Nach Angaben der Nachrichtenagentur AP und des Wall Street Journal gab es mindestens seit Frühjahr 2011 geheime Kontakte zwischen Diplomaten der USA und Irans. Etliche Treffen fanden in Muskat statt, der Hauptstadt des Sultanats Oman. Die Gespräche über eine mögliche Einigung im Streit über Teherans Atomprogramm begannen damit lange vor der Wahl des Gemäßigten Hassan Rohani zum neuen iranischen Präsidenten im Juni 2013, noch zur Amtszeit von dessen weit radikalerem Vorgänger Mahmud Ahmadinedschad. Auch John Kerry, heute Außenminister, damals noch Senator, hat den Berichten zufolge im Dezember 2011 an einem der Treffen teilgenommen.
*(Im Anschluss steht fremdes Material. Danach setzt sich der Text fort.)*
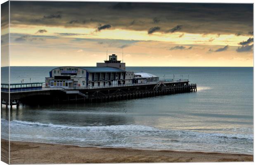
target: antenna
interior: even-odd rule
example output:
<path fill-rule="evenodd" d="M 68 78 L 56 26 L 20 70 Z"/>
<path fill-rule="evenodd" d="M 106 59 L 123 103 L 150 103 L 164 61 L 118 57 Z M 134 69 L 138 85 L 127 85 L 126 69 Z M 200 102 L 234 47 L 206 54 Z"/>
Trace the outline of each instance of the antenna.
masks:
<path fill-rule="evenodd" d="M 123 48 L 122 49 L 123 51 Z"/>

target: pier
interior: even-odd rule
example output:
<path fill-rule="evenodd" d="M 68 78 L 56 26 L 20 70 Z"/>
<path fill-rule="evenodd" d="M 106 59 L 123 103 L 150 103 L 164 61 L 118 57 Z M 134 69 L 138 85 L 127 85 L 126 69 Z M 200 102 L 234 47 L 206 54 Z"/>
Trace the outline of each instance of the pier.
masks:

Alles anders seit der Wahl Rohanis

Bei den Treffen ging es um die Frage, wie der seit Jahren schwelende Atomstreit beigelegt werden könnte. Unter Ahmadinedschad war das schwierig, weil der frühere Präsident immer wieder antiisraelische und antiamerikanische Reden hielt, was den diplomatischen Umgang mit ihm enorm erschwerte. Das änderte sich grundlegend mit der Wahl Rohanis, der seinen Wahlsieg ausdrücklich als Mandat bezeichnete, die Beziehungen Irans zum Westen zu verbessern und eine Lockerung der massiven Wirtschaftssanktionen zu erreichen, unter denen das Land leidet.
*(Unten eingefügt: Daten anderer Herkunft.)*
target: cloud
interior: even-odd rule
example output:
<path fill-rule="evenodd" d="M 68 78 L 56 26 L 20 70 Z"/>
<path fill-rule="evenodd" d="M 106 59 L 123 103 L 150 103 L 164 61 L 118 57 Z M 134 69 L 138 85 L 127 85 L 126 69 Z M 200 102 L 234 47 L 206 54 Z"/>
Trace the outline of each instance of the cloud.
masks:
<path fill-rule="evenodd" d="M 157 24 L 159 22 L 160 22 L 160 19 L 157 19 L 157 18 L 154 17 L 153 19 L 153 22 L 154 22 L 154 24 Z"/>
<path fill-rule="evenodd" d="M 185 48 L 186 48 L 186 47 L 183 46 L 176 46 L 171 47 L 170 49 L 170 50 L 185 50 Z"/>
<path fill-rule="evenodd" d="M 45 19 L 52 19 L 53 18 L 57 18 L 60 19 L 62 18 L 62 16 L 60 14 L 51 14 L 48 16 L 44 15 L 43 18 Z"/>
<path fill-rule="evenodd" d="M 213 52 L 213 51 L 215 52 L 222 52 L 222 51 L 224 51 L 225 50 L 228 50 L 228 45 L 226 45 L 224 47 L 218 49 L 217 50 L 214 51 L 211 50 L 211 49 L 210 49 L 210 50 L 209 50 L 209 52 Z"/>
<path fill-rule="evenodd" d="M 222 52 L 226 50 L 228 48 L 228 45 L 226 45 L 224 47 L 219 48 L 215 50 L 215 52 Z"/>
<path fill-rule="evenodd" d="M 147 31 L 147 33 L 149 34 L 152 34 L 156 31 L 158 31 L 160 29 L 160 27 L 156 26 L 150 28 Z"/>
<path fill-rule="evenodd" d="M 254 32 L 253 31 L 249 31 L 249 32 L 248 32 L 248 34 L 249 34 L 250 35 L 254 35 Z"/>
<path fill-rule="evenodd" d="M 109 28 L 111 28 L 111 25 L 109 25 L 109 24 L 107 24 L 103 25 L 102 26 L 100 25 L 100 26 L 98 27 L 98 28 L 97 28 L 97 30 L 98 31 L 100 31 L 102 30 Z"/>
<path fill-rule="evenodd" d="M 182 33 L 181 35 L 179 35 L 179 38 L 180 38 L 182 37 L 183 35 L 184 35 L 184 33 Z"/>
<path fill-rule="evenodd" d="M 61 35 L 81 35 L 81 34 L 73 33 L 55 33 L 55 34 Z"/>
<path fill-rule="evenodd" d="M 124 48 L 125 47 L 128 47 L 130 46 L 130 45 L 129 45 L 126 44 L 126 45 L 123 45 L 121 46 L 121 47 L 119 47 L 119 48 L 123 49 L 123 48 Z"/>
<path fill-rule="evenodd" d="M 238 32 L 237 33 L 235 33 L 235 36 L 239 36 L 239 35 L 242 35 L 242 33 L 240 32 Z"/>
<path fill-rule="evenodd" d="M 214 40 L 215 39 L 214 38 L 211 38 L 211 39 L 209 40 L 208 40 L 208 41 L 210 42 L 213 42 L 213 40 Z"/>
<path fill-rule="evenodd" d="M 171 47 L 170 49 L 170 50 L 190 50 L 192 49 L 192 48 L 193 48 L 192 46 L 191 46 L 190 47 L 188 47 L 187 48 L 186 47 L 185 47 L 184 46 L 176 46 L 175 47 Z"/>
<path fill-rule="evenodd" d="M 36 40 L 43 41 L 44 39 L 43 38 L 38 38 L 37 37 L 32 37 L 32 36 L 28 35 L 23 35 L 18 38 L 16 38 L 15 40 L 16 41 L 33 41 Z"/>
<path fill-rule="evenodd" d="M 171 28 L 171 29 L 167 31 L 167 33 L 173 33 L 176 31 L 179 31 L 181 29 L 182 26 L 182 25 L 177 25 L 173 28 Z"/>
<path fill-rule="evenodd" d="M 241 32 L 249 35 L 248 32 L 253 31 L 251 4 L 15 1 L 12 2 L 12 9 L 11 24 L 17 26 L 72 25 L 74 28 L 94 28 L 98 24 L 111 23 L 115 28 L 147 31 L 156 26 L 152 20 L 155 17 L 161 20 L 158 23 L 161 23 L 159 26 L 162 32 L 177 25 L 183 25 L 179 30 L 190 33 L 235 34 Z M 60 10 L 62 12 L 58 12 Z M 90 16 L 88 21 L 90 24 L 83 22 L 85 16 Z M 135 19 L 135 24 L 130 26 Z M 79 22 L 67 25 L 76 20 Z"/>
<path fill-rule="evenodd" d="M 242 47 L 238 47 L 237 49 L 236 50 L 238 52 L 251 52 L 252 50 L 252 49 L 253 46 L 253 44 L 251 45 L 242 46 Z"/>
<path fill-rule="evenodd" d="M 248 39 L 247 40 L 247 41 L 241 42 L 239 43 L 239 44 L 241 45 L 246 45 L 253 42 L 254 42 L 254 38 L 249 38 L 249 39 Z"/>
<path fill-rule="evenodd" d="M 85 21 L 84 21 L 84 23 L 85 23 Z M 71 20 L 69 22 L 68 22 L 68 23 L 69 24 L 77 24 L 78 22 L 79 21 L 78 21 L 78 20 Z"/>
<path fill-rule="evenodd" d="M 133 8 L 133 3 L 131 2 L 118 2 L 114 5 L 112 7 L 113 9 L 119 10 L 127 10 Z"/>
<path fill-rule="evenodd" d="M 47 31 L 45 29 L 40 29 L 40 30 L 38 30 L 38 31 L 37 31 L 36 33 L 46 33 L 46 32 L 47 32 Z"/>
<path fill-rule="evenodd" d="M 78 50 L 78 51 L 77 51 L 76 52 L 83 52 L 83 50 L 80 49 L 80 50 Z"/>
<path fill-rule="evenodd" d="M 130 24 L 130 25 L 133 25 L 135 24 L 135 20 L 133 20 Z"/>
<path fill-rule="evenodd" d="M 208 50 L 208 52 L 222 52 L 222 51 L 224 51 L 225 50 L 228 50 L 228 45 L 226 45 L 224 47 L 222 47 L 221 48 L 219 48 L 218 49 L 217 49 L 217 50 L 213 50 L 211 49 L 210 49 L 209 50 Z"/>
Nach Rohanis Amtsantritt nahmen die geheimen Gespräche daher Schwung auf: Burns und andere US-Vertreter trafen iranische Diplomaten in Muskat, Kerry sprach mehrmals mit seinem iranischen Kollegen Mohammed Dschawad Sarif und schließlich nahm Präsident Obama persönlich Kontakt zu Rohani auf - zunächst im August 2013 in einem Brief, in dem er dem Iraner zu dessen Wahlsieg gratulierte. Im September dann rief Obama Rohani an, als dieser nach seinem Auftritt bei der UN-Vollversammlung in New York gerade zum Flughafen fuhr, um heimzureisen.

Während der Geheimgespräche in Muskat fanden mehrere Runden der offiziellen sogenannten P5+1-Verhandlungen mit Iran statt. Bei diesen redete Teheran mit den fünf permanenten Sicherheitsratsstaaten - USA, Russland, Frankreich, Großbritannien, China - plus Deutschland. Wortführerin der Sechsergruppe ist die EU-Außenbeauftragte Catherine Ashton. Die US-Regierung hatte ihre Partner aus der Sechsergruppe über den geheimen Gesprächskanal zwar informiert, ebenso die israelische Regierung. Offenbar wussten die Europäer, Russen und Chinesen aber längst nicht über alle Details der Verhandlungen Bescheid.

Nach Darstellung des Wall Street Journal kreuzten sich die beiden Gesprächsstränge Anfang November in Genf - auf ungünstige Art und Weise. Während die Sechsergruppe um einen gemeinsamen Text für ein Kompromisspapier mit Iran rang, tauchte angeblich plötzlich ein Dokument auf, das die USA separat mit Teheran ausgehandelt hatten. Darüber waren offenbar vor allem die Franzosen erbost. Sie lehnten das iranisch-amerikanische Dokument als ungenügend und lückenhaft ab und ließen die Genfer Gespräche platzen.

Erst an diesem Wochenende, im zweiten Anlauf, fanden dann alle Seiten zueinander und konnten sich nach zähen Gesprächen auf ein gemeinsames Papier einigen. Danach beschränkt Iran für zunächst sechs Monate die Anreicherung von Uran, stoppt den Weiterbau eines Plutoniumreaktors und lässt umfassende Inspektionen seiner Atomanlagen zu. Im Gegenzug lockern EU und USA ihre Wirtschaftssanktionen.

Zum Erfolg der zweiten Runde der Genfer Gespräch trug offenbar wesentlich bei, dass wieder die Geheimverhandler aus Washington zugegen waren - allerdings gut getarnt. Burns und seiner Mitstreiter stiegen nicht wie die anderen Delegationen in dem Hotel ab, in dem die Gespräche stattfanden, sondern an einem geheimen Ort. Zu den Verhandlungen wurden sie an den Journalisten vorbei durch Hintereingänge und abgelegene Korridore gelotst. Völlig unentdeckt blieben die Amerikaner aber nicht. Dem Vernehmen nach wurde einer von ihnen, Puneet Talwar, Iran-Experte im Weißen Haus, von Reportern an einer Bushaltestelle in Genf gesehen.